First, take a circular saw and cut the thinner slats off of the 2x4 supports. Cut beside the 2x4s and not into them to avoid nails. Once you have cut enough pieces off, move to the next step.
A large planer is best for the this part, but a belt sander with a heavy grit belt on it (80 grit or lower) also works. What you want to do is plane/sand the boards down on the two largest sides until you can see the grain and the boards are cleaned up. They don't have to be the exact same thickness but must be close. Also note that the boards will be sanded again with a finer grit to finish. Next, take a table saw and run the boards through to clean up the sides. Finally, take a miter saw and square off the ends.
Here is the part I can't really help you with much: the design. Remember that you want your project to be structurally sound. Other than that, you can pick from tons of options and sizes. Plan carefully, because even with a lot of planning, you can still make mistakes. To fasten, I suggest to use Titebond wood glue and a nail gun. Screws also work, but I still suggest glue. Something many people don't know is that once glue sets, it is stronger than nails! Hand driven nails are not a good alternative because of the possibility of missing and damaging the wood. Also remember to make sure your fasteners are the right size. Wood glue will freeze and this depletes the effectiveness. Store your wood glue inside during cold weather and take your project inside to dry, too. Once you have fastened the wood together, take a wet rag and wipe the glue off because it is hard to sand, especially in corners.

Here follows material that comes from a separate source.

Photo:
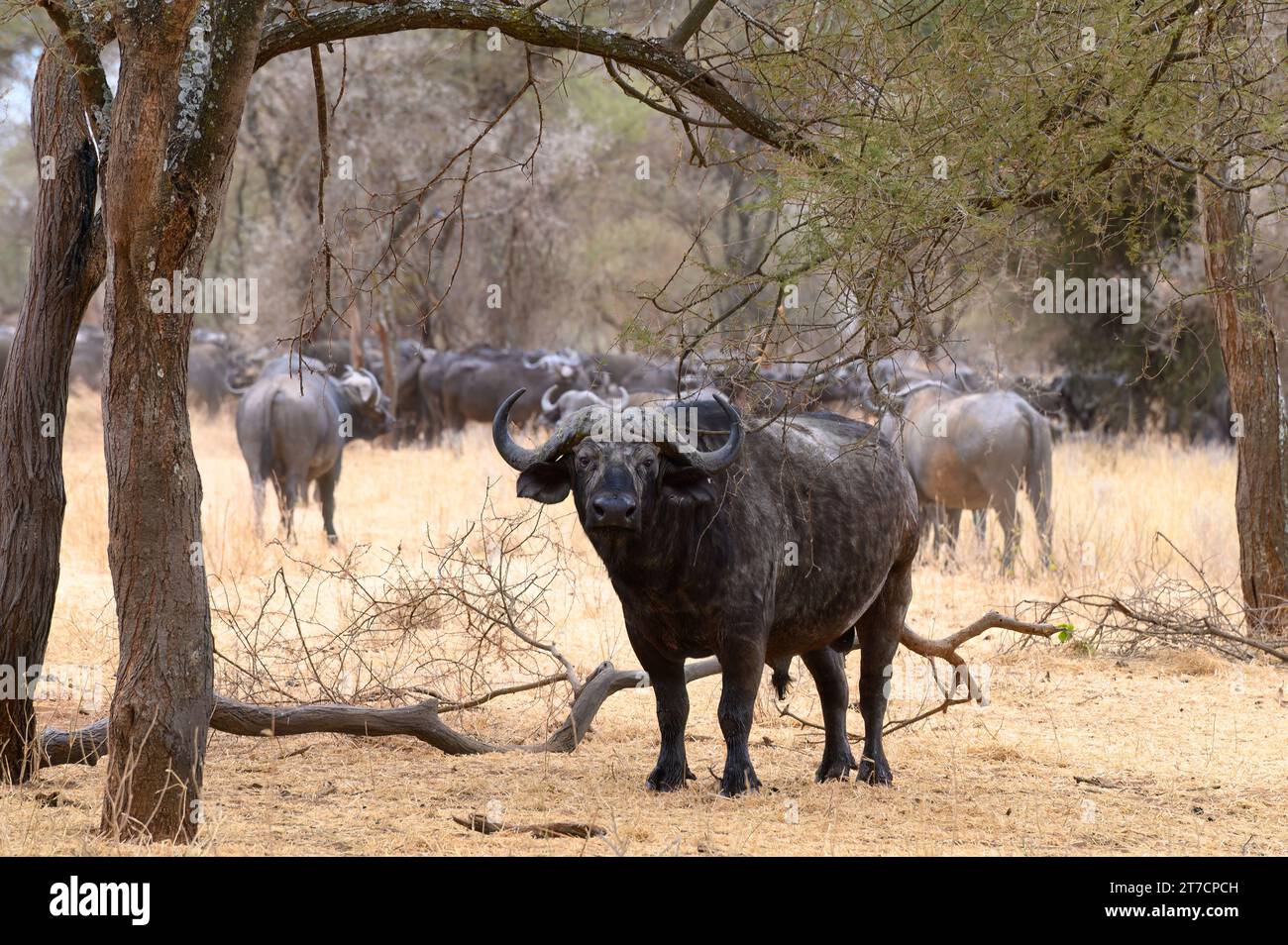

Now comes the final sanding. Take 120 grit or higher on a finish sander and sand any uneven places or glue or obscenities on the wood. If needed come back and sand by hand with the same grit. If everything looks good, it is time to stain/oil the project. A stain colors/brings out the grain of the wood. Oil protects the wood. My suggestion, especially for oak, is Danish Oil. It is a combination of the two. It provides a light coloration and seals the wood at the same time, where usually you have to stain, dry, stain, dry, oil, dry, oil, dry; at least. Once the Danish oil dries, you are finished.
It takes a lot of work, but it leads to a beautiful product. Hope I helped. I wish you good luck in your DIY'ing.